Now for some code. We’ll use the adorable pandas
and numpy
libraries from the Python world. Let’s work backwards from the following (questionable) facts:
- Average height of an Indian female is 151.9 cm and male is 164.9 cm.
- Standard deviation of female and male heights are 6 cm and 7 cm respectively
Assume we interviewed 16000 females and 4000 males and got the following results:
import pandas as pd
import numpy as np
import matplotlib.pyplot as plt
import seaborn as sns
import warnings
warnings.filterwarnings('ignore')
%matplotlib notebook
female_heights = np.random.normal(loc = 151.9, scale = 6, size = 16000)
male_heights = np.random.normal(loc = 164.9, scale = 7, size = 4000)
all_heights = np.append(female_heights, male_heights)
all_genders = ['F'] * 16000 + ['M'] * 4000
df = pd.DataFrame({'Gender': all_genders, 'Height': all_heights})
df.head()
Gender | Height | |
---|---|---|
0 | F | 161.321140 |
1 | F | 155.368424 |
2 | F | 148.209417 |
3 | F | 165.482523 |
4 | F | 144.688549 |
Let’s plot the height distributions:
plt.figure()
sns.distplot(pd.Series(female_heights, name = "Height(cm)"), hist = False, label = "Females",
color='pink', kde_kws={'linestyle': 'dotted'})
sns.distplot(pd.Series(male_heights, name = "Height(cm)"), hist = False, label = "Males",
color = 'blue', kde_kws={'linestyle': 'dotted'})

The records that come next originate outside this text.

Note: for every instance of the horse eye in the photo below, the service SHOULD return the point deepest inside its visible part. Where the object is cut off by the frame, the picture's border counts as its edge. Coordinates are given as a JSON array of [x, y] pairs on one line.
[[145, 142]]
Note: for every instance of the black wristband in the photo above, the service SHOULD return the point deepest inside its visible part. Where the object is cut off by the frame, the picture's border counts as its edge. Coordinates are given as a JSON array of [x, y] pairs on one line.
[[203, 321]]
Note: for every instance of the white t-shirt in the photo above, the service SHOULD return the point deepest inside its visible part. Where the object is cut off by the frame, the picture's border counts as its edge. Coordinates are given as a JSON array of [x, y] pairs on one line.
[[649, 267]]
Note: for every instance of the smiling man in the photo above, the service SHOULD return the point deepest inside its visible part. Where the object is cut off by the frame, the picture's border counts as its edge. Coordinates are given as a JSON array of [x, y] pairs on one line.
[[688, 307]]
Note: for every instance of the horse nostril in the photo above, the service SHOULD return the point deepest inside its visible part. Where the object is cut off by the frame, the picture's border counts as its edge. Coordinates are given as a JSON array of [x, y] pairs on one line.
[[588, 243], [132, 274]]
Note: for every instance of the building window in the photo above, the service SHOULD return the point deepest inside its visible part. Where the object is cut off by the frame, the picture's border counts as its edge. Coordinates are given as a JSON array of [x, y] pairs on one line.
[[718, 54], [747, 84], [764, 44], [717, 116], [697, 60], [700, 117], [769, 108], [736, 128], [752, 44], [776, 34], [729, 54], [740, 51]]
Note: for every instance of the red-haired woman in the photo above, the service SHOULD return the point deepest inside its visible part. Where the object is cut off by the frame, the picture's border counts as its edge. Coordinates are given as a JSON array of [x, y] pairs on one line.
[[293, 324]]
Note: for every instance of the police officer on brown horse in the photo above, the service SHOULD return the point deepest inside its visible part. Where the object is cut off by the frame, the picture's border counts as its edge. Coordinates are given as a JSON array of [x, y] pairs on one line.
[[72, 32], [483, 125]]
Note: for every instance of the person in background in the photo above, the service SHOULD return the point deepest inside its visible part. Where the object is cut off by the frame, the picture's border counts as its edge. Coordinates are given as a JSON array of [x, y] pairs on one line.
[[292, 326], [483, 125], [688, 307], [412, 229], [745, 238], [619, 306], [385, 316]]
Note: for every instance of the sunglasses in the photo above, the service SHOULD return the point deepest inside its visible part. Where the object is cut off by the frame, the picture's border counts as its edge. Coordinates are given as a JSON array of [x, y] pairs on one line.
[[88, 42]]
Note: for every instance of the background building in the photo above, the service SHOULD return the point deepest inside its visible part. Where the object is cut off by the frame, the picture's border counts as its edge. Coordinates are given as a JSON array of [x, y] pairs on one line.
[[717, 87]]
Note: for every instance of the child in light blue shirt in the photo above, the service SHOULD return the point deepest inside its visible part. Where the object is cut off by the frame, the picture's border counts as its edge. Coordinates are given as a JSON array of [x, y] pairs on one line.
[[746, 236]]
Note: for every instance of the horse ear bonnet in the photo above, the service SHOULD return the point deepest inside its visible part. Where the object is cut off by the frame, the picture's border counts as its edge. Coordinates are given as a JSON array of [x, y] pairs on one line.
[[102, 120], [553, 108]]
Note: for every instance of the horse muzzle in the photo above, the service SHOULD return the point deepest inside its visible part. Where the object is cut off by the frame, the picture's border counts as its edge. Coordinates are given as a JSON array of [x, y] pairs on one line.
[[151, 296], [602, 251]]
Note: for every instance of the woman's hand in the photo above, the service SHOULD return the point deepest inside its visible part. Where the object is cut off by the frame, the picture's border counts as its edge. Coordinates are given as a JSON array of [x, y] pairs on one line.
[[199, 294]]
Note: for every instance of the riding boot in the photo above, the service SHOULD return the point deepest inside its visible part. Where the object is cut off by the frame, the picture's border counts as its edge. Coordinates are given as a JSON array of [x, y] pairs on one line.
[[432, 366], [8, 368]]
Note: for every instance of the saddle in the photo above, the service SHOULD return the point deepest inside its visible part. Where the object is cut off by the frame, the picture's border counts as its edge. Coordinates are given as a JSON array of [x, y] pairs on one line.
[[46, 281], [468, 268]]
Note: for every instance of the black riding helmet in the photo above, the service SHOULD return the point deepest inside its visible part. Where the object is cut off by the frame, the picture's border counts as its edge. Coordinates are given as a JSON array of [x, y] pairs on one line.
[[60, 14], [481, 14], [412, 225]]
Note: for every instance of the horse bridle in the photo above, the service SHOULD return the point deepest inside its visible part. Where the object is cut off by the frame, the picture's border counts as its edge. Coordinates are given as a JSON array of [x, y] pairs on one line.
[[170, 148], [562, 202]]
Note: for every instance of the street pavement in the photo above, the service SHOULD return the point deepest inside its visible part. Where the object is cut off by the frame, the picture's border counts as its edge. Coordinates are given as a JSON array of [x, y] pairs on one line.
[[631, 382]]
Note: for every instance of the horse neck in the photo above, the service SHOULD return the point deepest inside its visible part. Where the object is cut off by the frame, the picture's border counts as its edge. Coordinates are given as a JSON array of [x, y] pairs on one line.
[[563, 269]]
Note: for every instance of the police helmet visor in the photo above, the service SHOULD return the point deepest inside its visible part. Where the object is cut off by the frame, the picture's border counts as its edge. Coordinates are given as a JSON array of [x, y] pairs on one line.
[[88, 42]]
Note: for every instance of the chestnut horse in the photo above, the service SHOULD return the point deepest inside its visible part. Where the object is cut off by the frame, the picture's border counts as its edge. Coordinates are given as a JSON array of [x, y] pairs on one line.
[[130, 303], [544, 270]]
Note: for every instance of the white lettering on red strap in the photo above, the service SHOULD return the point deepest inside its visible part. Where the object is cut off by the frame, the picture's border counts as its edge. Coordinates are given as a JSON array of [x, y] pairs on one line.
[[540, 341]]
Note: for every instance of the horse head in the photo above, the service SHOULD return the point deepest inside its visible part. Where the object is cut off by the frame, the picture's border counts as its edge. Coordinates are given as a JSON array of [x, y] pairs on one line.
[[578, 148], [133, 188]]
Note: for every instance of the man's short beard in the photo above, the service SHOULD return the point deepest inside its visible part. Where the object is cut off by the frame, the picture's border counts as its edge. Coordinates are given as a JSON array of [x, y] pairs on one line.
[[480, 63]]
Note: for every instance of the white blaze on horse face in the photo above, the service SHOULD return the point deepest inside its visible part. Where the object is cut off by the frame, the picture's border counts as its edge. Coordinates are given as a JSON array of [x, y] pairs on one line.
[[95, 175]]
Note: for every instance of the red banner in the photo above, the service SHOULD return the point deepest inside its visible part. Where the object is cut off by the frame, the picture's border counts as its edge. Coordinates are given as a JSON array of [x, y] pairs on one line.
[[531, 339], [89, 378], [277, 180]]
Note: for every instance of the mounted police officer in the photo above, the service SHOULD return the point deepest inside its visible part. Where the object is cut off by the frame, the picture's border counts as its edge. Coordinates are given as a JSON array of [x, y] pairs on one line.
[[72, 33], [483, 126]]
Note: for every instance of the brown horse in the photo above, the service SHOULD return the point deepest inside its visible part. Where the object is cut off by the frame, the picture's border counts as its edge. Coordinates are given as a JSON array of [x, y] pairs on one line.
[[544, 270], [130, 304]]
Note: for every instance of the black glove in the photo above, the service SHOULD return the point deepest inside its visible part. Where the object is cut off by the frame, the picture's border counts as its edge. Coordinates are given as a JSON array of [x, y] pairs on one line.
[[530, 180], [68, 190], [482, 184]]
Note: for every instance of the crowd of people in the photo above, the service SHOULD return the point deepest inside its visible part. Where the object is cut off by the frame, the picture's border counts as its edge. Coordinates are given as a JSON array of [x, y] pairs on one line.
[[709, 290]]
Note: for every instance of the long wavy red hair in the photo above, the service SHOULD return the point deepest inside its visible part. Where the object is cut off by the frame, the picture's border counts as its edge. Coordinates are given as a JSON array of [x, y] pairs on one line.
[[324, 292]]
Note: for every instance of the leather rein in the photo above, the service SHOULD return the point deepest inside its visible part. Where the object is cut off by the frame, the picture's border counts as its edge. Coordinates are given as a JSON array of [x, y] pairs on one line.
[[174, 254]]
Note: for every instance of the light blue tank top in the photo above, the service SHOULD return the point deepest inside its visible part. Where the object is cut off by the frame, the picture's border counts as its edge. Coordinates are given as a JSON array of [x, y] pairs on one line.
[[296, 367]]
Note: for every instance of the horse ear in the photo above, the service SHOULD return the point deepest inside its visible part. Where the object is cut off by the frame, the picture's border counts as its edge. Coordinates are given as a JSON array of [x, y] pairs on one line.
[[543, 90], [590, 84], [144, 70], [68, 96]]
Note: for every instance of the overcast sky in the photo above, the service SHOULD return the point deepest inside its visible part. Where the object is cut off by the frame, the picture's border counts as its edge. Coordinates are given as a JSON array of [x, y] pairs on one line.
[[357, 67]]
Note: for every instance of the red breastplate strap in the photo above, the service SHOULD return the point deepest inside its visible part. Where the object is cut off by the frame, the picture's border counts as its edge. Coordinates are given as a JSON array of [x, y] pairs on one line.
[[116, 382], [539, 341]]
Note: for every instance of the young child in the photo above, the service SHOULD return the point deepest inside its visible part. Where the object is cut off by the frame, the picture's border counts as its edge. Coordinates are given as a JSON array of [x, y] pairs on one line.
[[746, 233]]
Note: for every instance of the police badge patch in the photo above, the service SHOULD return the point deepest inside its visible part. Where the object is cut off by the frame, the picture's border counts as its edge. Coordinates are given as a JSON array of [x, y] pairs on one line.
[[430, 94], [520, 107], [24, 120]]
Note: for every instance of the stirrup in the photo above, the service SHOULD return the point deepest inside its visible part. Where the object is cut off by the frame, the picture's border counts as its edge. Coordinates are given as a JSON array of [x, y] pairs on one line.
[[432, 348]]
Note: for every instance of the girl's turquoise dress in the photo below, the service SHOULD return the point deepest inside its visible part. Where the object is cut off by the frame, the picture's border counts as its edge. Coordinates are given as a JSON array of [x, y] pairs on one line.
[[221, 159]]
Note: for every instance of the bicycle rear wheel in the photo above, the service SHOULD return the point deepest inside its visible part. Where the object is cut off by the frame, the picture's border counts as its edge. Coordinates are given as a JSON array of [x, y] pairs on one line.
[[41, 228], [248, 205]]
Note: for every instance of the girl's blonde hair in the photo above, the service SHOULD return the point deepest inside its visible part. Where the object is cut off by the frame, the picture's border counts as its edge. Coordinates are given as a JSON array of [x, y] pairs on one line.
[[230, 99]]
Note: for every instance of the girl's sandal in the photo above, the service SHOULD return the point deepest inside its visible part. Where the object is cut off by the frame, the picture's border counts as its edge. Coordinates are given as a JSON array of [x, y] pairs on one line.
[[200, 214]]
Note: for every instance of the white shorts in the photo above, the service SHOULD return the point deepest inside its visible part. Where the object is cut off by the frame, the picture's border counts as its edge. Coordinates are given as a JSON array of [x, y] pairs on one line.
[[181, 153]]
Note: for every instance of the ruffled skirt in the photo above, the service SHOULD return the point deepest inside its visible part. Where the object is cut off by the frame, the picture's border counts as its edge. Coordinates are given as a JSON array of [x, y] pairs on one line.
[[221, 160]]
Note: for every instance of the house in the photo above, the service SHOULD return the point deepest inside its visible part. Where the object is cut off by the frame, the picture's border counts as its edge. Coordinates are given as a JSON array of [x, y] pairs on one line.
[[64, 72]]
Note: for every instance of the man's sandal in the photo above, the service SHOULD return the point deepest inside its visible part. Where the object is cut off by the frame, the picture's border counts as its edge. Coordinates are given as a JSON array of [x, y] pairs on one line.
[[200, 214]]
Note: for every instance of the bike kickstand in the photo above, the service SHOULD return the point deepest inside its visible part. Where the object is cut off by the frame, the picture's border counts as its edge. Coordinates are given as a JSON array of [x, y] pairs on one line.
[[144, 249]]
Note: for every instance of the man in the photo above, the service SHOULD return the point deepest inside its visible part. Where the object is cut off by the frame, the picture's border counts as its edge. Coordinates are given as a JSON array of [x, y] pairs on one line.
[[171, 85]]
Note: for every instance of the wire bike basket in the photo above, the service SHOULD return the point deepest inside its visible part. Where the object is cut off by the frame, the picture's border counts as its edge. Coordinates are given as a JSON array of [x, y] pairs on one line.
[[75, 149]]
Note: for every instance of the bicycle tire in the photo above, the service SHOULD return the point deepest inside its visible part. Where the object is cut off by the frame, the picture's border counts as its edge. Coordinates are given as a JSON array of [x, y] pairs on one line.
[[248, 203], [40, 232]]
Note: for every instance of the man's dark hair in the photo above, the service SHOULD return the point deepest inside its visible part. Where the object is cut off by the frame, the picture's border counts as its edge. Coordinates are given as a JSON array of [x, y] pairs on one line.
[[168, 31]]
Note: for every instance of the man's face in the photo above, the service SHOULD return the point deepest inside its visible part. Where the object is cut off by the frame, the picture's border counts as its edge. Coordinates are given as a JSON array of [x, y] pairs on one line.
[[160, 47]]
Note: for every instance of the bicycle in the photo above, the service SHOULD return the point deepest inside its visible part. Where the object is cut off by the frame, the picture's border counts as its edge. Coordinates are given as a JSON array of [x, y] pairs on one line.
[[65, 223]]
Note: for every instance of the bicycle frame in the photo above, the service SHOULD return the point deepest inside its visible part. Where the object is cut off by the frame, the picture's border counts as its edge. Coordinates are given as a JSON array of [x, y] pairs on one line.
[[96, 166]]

sns.distplot(all_heights, hist = False, label = "All",
color = 'green')
plt.gca().set_ylabel('Density(scaled)')
plt.gca().set_title('Distribution of heights - with sampling bias')
plt.legend();
<IPython.core.display.Javascript object>
The above plot presents a glaring error: the ‘All’ distribution follows the ‘Female’ distribution more closely than it should have. It is clear that we have to somehow ‘weight’ the observations. If entries for males can be assigned a weight of 1
, entries for females should have 4000/16000
- i.e. (number of males/number of females) = 0.25
:
def set_weight(row):
if row['Gender'] == 'F':
row['Weight'] = 0.25
else:
row['Weight'] = 1
return row
df_with_weights = df.apply(set_weight, axis = 1)
df_with_weights.head()
Gender | Height | Weight | |
---|---|---|---|
0 | F | 161.321140 | 0.25 |
1 | F | 155.368424 | 0.25 |
2 | F | 148.209417 | 0.25 |
3 | F | 165.482523 | 0.25 |
4 | F | 144.688549 | 0.25 |
The pandas DataFrame
provides a sample
method, where we can extract a sub-sample from our original data frame. This would yield us a dataframe which would be more representative of our original population. Let’s extract a sample of size 2000:
sample = df_with_weights.sample(n=2000, weights='Weight')
print('Number of males: ', sample[sample.Gender == 'M'].shape[0])
print('Number of females: ', sample[sample.Gender == 'F'].shape[0])
Number of males: 1003
Number of females: 997
The above seems to represent the gender ratio more realistically. The distribution for the sample distribution looks like:
plt.figure()
sns.distplot(pd.Series(sample[sample.Gender == 'F'].Height, name = "Height(cm)"), hist = False, label = "Females",
color='pink', kde_kws={'linestyle': 'dotted'})
sns.distplot(pd.Series(sample[sample.Gender == 'M'].Height, name = "Height(cm)"), hist = False, label = "Males",
color = 'blue', kde_kws={'linestyle': 'dotted'})
sns.distplot(sample.Height, hist = False, label = "All",
color = 'green')
plt.gca().set_xlabel('Height(cm)')
plt.gca().set_ylabel('Density(scaled)')
plt.gca().set_title('Distribution of heights - with sample correction')
plt.legend();
<IPython.core.display.Javascript object>
Although we considered only ‘Gender’, several other variables could have contributed to sampling bias such as ‘Age’, ‘State’ (heights vary from one Indian state to another partly due to socio-economic factors). The ‘Weight’ that we assign to each observation should therefore consider each of the above factors into account.
Another good example of sampling bias were the US election surveys that used landlines to contact participants. This was not a problem for a long time. However after the turn of this century, an increasing number of homes have become cell-only: especially with people under 30. By not reaching out to cell-phones, some age groups could be under-represented.